[lohankin]

> In a classical word, you must simulate only one path. In a quantum word, you must simulate both. You don´t need some magical conscious observer to force the collapse of the wave function. A CCD detector of a camera or a simple wall is enough to force that the "wave" collapse into a "particle" and the detector or wall gets a small spot where the "particle" hits it.

This is a common misconception (among programmers). There's zero experimental evidence for the effect you mention, and zero theoretical derivation. Circumstances under which wave function collapses is the greatest mystery of QM.

[gus_massa]

> Circumstances under which wave function collapses is the greatest mystery of QM.

I agree with that.

Anyway, if you have an optical system, you can assume that coherence is present while the light hits mirrors, lens and similar optical equipment. (If the difference in the optical paths are smaller than the coherence length of your laser or light source.) But as soon as the light hits a white screen or a brick wall, all the further calculations must use only the intensity of the light at each spot in the screen, forgetting about the phase angle. And all the spots are not coherent.

It's not clear what cause the wave function collapse, but if you are using photons in the visible spectrum probably a mirror will not collapse it, and a brick wall will collapse it. [Or your preferred rewrite with the multiple word interpretation, or the abstract Hilbert space calculations.) I'm guessing decoherence is the correct explanation, there is a nice comment in a reply.

For other particles, the abstract calculation is equivalent, but it's necessary to choose another system to do the experiments.

[ikeboy]

https://en.wikipedia.org/wiki/Bell's_theorem#Practical_exper...

[alphydan]

That is not an answer to his objection.

If you follow the equations of the wave packet of the particle arriving to the wall (or CCD) detector, you then need to solve the equation of the interaction of the particle + all the particles in the wall or the CCD. The challenge of the collapse is that simulating anything beyond a few dozen quantum particles is too demanding. Mathematical models that simulate millions of particles need to make assumptions (typically they are too hot, too cold, too strongly bound, so you can ignore most effects - think 1D Ising model, Bose-Einstein Condensates, Photon gases, etc). But the full description of a particle + all particles in a detector still escapes us.
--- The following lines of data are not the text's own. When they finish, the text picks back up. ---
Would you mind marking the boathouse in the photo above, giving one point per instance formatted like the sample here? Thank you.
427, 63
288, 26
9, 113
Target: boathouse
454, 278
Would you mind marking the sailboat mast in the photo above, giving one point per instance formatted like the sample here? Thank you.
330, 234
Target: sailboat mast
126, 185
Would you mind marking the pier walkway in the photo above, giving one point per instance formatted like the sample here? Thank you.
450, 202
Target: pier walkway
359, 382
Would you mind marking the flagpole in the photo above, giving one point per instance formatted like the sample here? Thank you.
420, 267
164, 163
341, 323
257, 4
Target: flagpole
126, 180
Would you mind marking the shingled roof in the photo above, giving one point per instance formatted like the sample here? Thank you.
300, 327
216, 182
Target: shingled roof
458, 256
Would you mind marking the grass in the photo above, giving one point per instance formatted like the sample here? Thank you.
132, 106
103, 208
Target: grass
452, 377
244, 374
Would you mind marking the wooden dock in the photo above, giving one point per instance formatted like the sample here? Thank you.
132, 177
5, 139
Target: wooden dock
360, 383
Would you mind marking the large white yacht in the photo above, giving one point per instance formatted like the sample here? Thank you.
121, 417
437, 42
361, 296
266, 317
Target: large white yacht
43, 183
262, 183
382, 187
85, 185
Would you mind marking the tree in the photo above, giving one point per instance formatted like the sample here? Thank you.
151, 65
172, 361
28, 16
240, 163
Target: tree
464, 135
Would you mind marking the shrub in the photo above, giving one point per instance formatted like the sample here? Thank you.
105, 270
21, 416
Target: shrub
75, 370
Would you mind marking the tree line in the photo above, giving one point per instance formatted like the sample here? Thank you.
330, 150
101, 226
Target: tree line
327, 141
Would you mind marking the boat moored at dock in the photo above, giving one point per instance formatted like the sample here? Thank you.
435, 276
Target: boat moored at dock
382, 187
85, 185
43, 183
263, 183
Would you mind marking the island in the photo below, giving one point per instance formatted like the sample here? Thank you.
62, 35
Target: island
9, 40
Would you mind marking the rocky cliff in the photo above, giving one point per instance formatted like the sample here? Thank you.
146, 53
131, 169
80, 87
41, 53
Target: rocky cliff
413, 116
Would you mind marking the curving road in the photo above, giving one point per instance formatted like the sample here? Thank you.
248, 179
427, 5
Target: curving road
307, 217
Therefore the transition between: superposition of paths -> particle lands at specific points has never been truly explored. The best description currently involves decoherence. Many theorems have been proven (and experiments done) in that area. The gist is that as you add particles to a system (2, 3, 4, 5, 10, ...) the superposition effects slowly cancel each other out. Another angle is the monogamy of entanglement (the more particles are entangled, the weaker the entanglement between any 2 particles). The idea of decoherence is that as things get larger, the weird effects of quantum physics become more "dilute". However, going from double slit to macroscopic reading still has many assumptions along the way.

Take the above explanation with a grain of salt (as I have tried to make it accessible).

[voidz]

Can we get some arguments with that link, please? Just posting a link does not contribute to the discussion.